Hal tersebut sangat mungkin terjadi karena dua anak dan satu menantu Jokowi memang telah lebih dahulu hengkang dan bergabung dengan Koalisi Indonesia Maju besutan Prabowo Subianto.
Selain itu, sebagian besar relawan-relawan Jokowi juga telah memberikan dukungannya kepada pasangan capres dan cawapres Prabowo-Gibran.
Berlabuhnya relawan-relawan Jokowi kepada pasangan capres-cawapres Prabowo - Gibran ini (tentunya seperti juga halnya sikap politik yang diambil oleh anak-anak Jokowi) sangat tidak mungkin jika tanpa izin dan arahan dari Jokowi sendiri.
Disinyalir kepentingan politik Pilpres 2024 lah yang kemudian membuat keluarga Jokowi lebih memilih untuk meninggalkan PDI-P, partai yang selama ini telah membesarkan dan lekat dengan nama keluarga Jokowi.
Kesimpulan
Sepertinya adagium politik yang mengatakan bahwa, Â "tidak ada yang abadi dalam politik yang ada adalah kepentingan yang abadi" memanglah nyata dan benar adanya jika dikaitkan dengan hubungan antara Jokowi dan PDI-P saat ini.

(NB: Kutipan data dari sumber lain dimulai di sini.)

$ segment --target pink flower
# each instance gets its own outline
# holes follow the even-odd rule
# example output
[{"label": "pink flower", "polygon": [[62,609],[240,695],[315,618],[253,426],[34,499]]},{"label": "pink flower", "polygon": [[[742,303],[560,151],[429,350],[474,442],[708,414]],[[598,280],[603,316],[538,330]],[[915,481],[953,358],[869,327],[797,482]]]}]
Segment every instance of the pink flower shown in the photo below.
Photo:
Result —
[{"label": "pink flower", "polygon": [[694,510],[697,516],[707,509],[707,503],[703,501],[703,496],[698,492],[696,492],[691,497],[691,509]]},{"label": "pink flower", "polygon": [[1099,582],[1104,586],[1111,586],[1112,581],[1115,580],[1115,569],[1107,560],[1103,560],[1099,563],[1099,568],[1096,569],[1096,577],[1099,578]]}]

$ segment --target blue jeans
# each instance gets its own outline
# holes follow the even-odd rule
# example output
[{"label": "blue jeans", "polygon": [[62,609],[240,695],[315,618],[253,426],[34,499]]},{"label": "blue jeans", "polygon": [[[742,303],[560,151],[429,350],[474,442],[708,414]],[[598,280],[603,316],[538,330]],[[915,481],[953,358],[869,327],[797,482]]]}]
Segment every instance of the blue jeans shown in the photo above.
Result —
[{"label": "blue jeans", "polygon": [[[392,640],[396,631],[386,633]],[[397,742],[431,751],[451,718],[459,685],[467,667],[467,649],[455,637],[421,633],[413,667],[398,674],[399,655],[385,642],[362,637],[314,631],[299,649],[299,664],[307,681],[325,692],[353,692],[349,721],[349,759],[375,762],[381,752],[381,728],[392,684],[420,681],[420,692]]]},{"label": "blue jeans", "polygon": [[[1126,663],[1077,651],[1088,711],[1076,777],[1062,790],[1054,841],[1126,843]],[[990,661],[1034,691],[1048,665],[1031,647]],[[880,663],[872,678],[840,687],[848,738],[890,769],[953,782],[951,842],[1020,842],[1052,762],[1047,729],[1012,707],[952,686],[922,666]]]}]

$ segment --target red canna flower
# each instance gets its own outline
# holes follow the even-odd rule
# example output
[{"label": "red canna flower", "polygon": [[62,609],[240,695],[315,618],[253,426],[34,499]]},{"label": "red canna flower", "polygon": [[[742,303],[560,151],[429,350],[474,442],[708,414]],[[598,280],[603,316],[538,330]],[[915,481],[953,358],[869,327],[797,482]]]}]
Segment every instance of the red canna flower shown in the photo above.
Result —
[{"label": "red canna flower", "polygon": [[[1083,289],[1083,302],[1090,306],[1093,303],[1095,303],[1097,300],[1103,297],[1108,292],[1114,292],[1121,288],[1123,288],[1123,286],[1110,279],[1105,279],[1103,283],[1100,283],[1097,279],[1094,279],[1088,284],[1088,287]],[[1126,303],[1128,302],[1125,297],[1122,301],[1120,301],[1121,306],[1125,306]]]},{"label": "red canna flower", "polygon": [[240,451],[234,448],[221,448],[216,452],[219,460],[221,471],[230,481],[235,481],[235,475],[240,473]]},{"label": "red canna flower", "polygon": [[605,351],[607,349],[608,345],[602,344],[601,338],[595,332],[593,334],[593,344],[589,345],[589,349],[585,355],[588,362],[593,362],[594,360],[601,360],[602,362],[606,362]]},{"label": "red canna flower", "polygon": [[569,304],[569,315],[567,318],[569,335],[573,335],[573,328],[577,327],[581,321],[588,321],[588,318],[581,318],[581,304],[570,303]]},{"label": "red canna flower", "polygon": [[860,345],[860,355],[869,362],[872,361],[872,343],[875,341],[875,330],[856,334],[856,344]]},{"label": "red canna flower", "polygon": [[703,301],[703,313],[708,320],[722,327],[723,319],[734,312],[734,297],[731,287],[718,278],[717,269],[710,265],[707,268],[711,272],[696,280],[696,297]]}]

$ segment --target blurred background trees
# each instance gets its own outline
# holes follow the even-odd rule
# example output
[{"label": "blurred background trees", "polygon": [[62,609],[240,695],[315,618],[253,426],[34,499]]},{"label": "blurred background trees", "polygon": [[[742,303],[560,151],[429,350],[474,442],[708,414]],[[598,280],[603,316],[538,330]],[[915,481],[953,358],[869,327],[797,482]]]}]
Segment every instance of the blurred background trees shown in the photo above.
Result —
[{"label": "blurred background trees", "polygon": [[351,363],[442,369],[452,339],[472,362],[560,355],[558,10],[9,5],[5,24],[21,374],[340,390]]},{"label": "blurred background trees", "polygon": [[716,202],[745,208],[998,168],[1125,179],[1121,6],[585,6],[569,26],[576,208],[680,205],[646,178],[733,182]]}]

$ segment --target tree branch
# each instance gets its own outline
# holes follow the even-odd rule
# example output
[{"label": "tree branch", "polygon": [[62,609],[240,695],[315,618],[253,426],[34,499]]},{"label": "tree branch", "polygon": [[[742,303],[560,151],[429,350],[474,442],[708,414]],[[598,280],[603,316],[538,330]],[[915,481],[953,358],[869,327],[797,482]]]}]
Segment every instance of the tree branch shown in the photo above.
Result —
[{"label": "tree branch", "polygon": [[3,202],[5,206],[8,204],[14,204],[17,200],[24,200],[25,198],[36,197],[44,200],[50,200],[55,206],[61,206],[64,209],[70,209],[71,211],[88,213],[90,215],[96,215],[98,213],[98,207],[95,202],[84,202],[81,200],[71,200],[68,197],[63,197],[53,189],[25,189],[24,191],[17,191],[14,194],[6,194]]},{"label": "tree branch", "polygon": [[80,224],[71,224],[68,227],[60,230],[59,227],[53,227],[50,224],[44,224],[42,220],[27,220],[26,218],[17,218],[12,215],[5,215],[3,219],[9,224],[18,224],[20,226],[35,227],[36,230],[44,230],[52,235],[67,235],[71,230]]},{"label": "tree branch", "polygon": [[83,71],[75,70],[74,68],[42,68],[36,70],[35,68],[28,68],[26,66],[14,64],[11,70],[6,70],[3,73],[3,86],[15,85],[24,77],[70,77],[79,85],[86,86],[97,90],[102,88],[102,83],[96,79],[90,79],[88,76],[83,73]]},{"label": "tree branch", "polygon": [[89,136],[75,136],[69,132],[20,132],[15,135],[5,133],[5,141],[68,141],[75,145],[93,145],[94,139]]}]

Adagium diatas menyiratkan bahwa dalam politik yang menjadi tujuan utamanya adalah kepentingan, bukan kepercayaan apalagi kesetiaan.
Dengan kata lain yang menjadi alasan dan landasan utama dari sebuah kerjasama politik (baca : koalisi) adalah adanya sebuah kesamaan kepentingan, tak peduli seberapa besar perbedaan yang ada diantara kekuatan - kekuatan politik yang saling bekerjasama tersebut.
Jika adagium diatas dikaitkan dengan hubungan antara Jokowi dan PDI-P maka kita akan menemukan benang merah diantara keduanya.
Pada pilpres 2024 kepentingan politik Jokowi dan PDI-P jelas sudah berbeda alias sudah tidak sejalan lagi. Itulah mengapa akan sulit bagi Jokowi dan PDI-P untuk berada dalam satu ikatan koalisi kembali pada pilpres 2024 nanti, meskipun dalam dua pemilu sebelumnya Jokowi dan PDI-P terlihat sangat kompak dan mesra.
Di pilpres 2024 Jokowi berkepentingan untuk melanggengkan trah kekuasaannya kepada anak-anak nya. Sebagian orang menyebut kepentingan politik Jokowi ini dengan istilah 'politik dinasti'.